Stephen Hawking: Earth will become inferno by 2600 and humanity will become extinct

Thanks for offering that optimistic assessment, demon007! I'm glad to hear that the most dangerous hot-spots are on the opposite side of the planet from me. Your mention of Neanderthals reminds me that I just recently came across a report stating that there was a great deal of interbreeding between Neanderthals and Homo Sapiens. If I understood correctly, every one of us today has detectable Neanderthal genetic material in us.
 
Yes there was some interbreeding between Neanderthal and Sapiens - those of us of European descent normally have about 4% Neanderthal DNA, whereas SE Asians have some Denisovan DNA. And a 50/50 Neanderthal/Denisovan skeleton has recently been discovered.
And it has recently been suggested that the extinction of Neanderthals was due to a major eruption of the Campo Flegria supervolcano, which blanketed much of their range in ash. But there doesn't seem to be much positive evidence so far, so I'd put my money against it being the main cause though it could have contributed.
Toba probably isn't extinct - volcanoes that have massive caldera collapses normally start erupting again from within the caldera and may have another massive caldera eruption sooner or later - that applies to both Krakatoa and Santorini for instance. But the 2001 earthquake was on the plate boundary maybe 200 miles from Toba so won't be connected to Toba except in the general sense that it's the subduction of the plate and the melting of the sediment carried down with it that provides the magma feed for Toba and all the other Indonesian volcanoes. It's when you get a swarm of small (normally) earthquakes under and around a dormant volcano that you need to worry, because that's normally caused by magma moving up underneath and often is the warning of an eruption within the next few months or years.
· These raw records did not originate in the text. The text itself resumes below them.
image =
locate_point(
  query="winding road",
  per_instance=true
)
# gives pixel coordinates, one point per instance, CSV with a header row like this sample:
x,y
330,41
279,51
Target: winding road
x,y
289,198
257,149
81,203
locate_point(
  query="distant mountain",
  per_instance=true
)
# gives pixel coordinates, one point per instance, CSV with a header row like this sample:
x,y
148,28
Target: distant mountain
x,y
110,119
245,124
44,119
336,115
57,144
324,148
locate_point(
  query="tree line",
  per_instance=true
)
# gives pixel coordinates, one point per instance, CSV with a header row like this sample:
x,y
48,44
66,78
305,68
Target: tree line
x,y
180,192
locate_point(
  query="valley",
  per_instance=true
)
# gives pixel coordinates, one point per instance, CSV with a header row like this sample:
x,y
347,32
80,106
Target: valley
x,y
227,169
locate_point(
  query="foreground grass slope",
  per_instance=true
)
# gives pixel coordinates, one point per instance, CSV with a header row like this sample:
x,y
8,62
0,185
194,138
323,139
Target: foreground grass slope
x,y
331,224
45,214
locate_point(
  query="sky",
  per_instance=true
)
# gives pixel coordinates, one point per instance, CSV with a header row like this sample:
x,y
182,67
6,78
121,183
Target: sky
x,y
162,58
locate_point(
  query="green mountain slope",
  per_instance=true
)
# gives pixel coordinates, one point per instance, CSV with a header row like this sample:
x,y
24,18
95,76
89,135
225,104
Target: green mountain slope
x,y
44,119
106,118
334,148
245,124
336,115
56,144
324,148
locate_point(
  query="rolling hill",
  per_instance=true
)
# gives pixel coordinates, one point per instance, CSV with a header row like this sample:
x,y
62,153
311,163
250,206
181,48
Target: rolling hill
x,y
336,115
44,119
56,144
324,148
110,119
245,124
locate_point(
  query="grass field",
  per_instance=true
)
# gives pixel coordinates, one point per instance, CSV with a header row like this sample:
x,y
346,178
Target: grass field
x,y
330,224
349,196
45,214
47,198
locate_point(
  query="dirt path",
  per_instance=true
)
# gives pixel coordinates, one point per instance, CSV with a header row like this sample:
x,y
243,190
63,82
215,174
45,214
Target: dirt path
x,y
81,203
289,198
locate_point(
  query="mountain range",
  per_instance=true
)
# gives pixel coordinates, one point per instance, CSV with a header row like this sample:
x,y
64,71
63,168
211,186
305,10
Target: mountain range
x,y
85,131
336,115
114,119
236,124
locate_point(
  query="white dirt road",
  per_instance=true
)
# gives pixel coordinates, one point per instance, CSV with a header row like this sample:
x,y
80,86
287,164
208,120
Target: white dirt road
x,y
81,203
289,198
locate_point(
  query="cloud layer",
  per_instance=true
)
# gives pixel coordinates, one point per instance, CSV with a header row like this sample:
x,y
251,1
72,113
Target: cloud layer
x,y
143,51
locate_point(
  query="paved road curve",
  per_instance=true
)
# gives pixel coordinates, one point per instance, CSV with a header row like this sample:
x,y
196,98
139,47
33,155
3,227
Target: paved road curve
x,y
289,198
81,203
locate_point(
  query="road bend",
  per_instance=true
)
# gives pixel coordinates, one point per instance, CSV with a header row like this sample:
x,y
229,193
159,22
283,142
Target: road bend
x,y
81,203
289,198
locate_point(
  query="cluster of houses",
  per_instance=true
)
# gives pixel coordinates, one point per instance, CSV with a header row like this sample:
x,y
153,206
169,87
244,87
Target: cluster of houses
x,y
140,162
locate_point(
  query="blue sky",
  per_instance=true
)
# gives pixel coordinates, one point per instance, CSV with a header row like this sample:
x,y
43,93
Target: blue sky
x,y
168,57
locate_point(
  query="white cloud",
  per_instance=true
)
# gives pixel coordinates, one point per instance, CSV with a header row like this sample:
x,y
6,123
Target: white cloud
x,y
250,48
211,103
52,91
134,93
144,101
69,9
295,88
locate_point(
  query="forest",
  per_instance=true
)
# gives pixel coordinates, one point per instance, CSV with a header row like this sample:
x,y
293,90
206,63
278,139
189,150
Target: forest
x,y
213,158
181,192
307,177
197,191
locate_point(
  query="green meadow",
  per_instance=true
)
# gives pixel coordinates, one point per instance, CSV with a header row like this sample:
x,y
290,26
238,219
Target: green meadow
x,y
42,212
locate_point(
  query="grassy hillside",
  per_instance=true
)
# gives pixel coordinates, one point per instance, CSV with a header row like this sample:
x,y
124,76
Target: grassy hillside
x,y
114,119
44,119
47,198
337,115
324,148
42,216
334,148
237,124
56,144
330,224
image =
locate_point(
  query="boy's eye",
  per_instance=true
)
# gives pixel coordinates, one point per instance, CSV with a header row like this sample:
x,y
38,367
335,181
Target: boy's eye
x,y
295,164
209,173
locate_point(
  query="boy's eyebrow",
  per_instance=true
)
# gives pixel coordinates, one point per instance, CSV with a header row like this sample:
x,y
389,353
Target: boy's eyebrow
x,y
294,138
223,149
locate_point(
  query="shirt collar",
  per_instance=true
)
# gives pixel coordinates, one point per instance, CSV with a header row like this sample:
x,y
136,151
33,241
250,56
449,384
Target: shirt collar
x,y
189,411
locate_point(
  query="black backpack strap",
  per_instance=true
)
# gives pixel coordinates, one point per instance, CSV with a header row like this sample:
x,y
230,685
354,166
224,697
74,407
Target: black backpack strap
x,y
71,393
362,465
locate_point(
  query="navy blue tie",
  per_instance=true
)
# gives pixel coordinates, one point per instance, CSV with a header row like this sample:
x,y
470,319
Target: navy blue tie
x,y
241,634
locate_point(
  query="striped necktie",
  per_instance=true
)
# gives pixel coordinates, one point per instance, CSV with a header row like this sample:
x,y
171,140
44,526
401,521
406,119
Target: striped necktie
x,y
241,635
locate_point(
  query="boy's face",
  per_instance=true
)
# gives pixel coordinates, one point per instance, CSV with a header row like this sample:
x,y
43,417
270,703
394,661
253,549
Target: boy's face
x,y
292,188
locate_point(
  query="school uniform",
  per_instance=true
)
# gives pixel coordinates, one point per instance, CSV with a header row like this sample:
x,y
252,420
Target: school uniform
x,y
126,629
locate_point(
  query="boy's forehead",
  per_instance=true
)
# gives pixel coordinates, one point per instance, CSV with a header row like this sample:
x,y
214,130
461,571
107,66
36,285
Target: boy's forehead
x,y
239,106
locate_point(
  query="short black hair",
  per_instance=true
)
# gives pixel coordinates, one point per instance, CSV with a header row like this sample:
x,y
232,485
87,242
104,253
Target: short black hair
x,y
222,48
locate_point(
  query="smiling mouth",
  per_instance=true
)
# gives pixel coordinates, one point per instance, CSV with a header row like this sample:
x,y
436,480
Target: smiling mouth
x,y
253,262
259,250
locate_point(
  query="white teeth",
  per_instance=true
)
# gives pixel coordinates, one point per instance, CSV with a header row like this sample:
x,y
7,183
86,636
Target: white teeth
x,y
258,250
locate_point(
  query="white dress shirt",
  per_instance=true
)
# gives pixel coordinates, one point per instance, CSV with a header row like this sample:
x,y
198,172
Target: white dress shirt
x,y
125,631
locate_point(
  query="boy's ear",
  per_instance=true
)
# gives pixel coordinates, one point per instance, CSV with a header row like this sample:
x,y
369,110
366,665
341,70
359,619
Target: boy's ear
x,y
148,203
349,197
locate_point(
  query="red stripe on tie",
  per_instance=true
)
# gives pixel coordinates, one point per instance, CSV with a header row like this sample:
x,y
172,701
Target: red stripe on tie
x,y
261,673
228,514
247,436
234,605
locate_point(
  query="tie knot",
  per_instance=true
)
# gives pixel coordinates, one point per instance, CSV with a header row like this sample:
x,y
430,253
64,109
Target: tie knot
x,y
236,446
Thinking of which - the biggest eruption in the last 2,000 years wasn't actually Krakatoa or Tambura, it was Samalas on Lombok in 1257, which had enough global cooling effect to cause famine deaths in London in 1258. Also known as Rinjani, because Samalas blew itself out of existence whereas Rinjani (which was the smaller volcano next door) half-collapsed into the caldera but the other half survives as a major mountain on the caldera rim. So the caldera and the new volcano that has formed within it since 1257 are often all called Rinjani. And there has just been a swarm of earthquakes on Lombok …
Actually I don't think there's much to worry about on that score - the earthquakes were far too big for the normal 'warning swarm' and seem to have been on a series of geological faults in the general area rather than specifically beneath the volcano.
 
Deaddirty, you are CDG's resident expert on...ALMOST EVERYTHING! :D I will continue to attend your scientific lectures as long as you don't start talking about earthquakes and volcanoes in the Mid-Atlantic states of the U.S. If I hear any of that, I will be switching my season ticket to the pornographic lecture series.
 
Sounds like a deal, since so far as I know there aren't any.